Two things have come to my attention lately. First, Indiana has a ton of soybean planted acreage. Most of the farmers use Round-Up on their (probably) patented "Round-Up Ready" genetically engineered soybeans. For awhile, that worked just dandy. But, nothing lasts for ever and eventually the weeds got wise and evolved to be resistant to Round-Up. So, now what we have is some kind of super weed that requires something else to kill it. Now, farmers are starting to use an older, much less safe product in addition to the Round-Up to kill this resistant weed. What will be the effect of this widespread use of this old agent, proven to be a lot less safe than Round-Up, on our air and water here? I am not feeling very positive about it.
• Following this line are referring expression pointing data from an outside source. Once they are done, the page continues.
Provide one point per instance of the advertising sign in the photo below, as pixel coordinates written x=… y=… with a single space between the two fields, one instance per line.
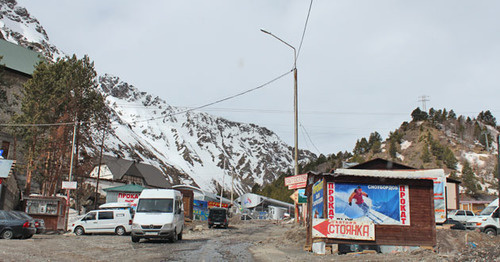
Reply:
x=343 y=229
x=216 y=204
x=294 y=182
x=69 y=184
x=128 y=198
x=317 y=211
x=382 y=204
x=200 y=210
x=331 y=200
x=302 y=196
PLUS...and this one is very disconcerting...the (asshole)governor of Indiana just signed something that would prohibit localities from declaring their town/village/city...whatever their local jurisdiction is...from declaring it to be a genetic engineering free zone for agriculture. Why is this important? For lots of reasons but the most compelling is this: pharmaceutical companies are starting to test the use of crops as vehicles to "manufacture" drugs. For instance, one could splice a gene into a strain of corn, plant a field of such corn and harvest corn containing the desired drug. The company could isolate the drug from the crop. They are testing this because it would be a cheap method of manufacture. I know that this is not at all far fetched having worked in the biotech industry. Milk producing animals are used often for the same purpose. The drug is isolated from the milk.
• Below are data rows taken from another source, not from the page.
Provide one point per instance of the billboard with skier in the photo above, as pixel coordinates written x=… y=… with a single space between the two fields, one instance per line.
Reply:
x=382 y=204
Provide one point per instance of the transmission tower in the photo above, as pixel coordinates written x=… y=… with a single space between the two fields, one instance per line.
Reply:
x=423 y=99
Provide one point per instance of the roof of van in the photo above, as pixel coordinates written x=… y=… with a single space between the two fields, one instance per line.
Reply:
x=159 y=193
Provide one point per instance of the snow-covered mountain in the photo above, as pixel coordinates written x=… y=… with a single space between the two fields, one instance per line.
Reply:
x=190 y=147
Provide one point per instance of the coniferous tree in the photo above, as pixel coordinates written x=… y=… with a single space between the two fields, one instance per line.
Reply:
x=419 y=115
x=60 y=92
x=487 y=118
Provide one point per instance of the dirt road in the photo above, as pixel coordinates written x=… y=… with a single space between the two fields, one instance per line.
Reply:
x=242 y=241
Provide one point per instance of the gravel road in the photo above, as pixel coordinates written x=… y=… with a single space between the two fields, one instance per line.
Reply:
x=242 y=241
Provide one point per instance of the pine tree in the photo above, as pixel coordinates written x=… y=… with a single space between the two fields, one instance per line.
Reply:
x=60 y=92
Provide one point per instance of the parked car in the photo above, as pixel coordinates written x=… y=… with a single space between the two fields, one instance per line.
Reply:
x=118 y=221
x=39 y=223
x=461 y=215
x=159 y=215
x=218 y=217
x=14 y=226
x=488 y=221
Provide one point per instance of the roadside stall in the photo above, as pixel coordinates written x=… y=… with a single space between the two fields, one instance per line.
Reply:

Using animals doesn't bother me that much because they can be contained. But using open air crops is just plain scary. How can cross contamination be controlled? (It can't...just look at the Round-Up Ready crop lawsuits.) How would we be sure that a field of a hormone-producing corn for example would not contaminate other crops in a community or even the drinking water of a community and over time lead to lots of unexpected health problems? (I can see the headlines now...Crazy citizens claim corn crop caused sterility of their entire town. ) The companies are not required to tell anyone where they are doing field testing and what they are testing. So, a locality would have no idea what was being done in its city limits and would have NO oversight or say in the matter...UNLESS, they can legislate themselves to be a no genetic-engineered crop zone. At least until they can study the matter further and make sure it is safe. The notion that the state can take this right away from a more local government is apalling to me. Very scary when you live in farming state in which there resides a powerful pharma company or two. Ah, the power of the lobby.

In other controversial Midwest news, Jack made a potholder today and ate four GoGurts. He referred to Chris's scar as the "crack in Daddy's chest." I made killer spaghetti and meatballs for dinner, watched Bill Mahr with my beloved hubby and will now go to bed and read a book.

See? Life goes on.

Don't get me wrong, I am not for banning research...or anything like that. I don't oppose animal testing. Hell, I would even wear a fur if it looked good on me for that matter. I do oppose irresponsible testing of any sort without a community having a say in how it is conducted on it's turf. Is that so radical?